Somehow, nearly fifty members of the Wen family—some close and some distant relatives of Wen Ruohan himself—were all living in a dilapidated building so run down that it had been nicknamed as The Burial Mounds by the locals. He had photographed each of them to have Luo Qingyang determine their identities, and almost all of them lined up with various people that had gone missing just before or shortly after the scandal broke.
The only two who didn’t were Wei Wuxian, and a small child that didn’t look like he was more than three.
The others were related by blood, even if distantly. But how did Wei Wuxian fit in?
Observing him for almost a week while he waited for news from Luo QingYang on her research hadn’t clarified anything.
Wei Wuxian carried the groceries for an elderly woman that everyone called Wen Popo, and who Luo Qingyang had identified as the aunt of Wen Ruohan. There was an older man that Wei Wuxian helped cart his bottles of potentially illegal liquor to the stall where he sold them. There was a child that Wei Wuxian would take outside and play with and tell outlandish stories to.
Wei Wuxian appeared to do handyman jobs around the building (one particularly notable time included him fixing a loose step on the apartment complex, where he had removed his shirt as he worked on the repair in the hot, midday sun).
He didn’t appear to have any sort of schedule or actual job, but spent his days doing random chores and errands, in constant motion but with no clear pattern to it.
Disorganized, Lan Wangji thought automatically.
He, himself, had been trained to have ruthless organization and structure in his life. It was one of the pieces of his uncle‘s legacy that Lan Wangji suspected he would never be rid of, but he often found it useful.

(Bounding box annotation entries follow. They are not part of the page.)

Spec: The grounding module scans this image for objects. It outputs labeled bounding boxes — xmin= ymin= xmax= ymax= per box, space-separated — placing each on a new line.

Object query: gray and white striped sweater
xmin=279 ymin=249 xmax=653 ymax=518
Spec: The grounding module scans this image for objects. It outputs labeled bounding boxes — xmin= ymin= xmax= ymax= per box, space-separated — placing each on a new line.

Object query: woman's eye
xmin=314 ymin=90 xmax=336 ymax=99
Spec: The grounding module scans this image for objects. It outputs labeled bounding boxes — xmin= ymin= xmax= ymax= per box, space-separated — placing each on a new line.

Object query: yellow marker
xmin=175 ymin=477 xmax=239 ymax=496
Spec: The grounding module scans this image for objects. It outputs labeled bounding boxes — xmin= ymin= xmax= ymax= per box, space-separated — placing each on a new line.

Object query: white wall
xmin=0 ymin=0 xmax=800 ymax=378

Almost everything he saw lined up with the idealistic, lighthearted younger brother that Jiang Yanli described. But that type of person wasn’t someone who would have their identity erased and be the target of Jin Guangshan’s focus in the middle of a trial that could bring down his enterprise.
But there had been one moment that had seemed to not quite fit with the ‘sweet younger brother’ persona that Jiang Yanli had described.
The Burial Mounds was located in arguably the worst part of town. It was something that Lan Wangji had been concerned with, given how worried Jiang Yanli had seemed to be about her brother’s ability to keep himself safe or not be taken advantage of or recognize a dangerous situation.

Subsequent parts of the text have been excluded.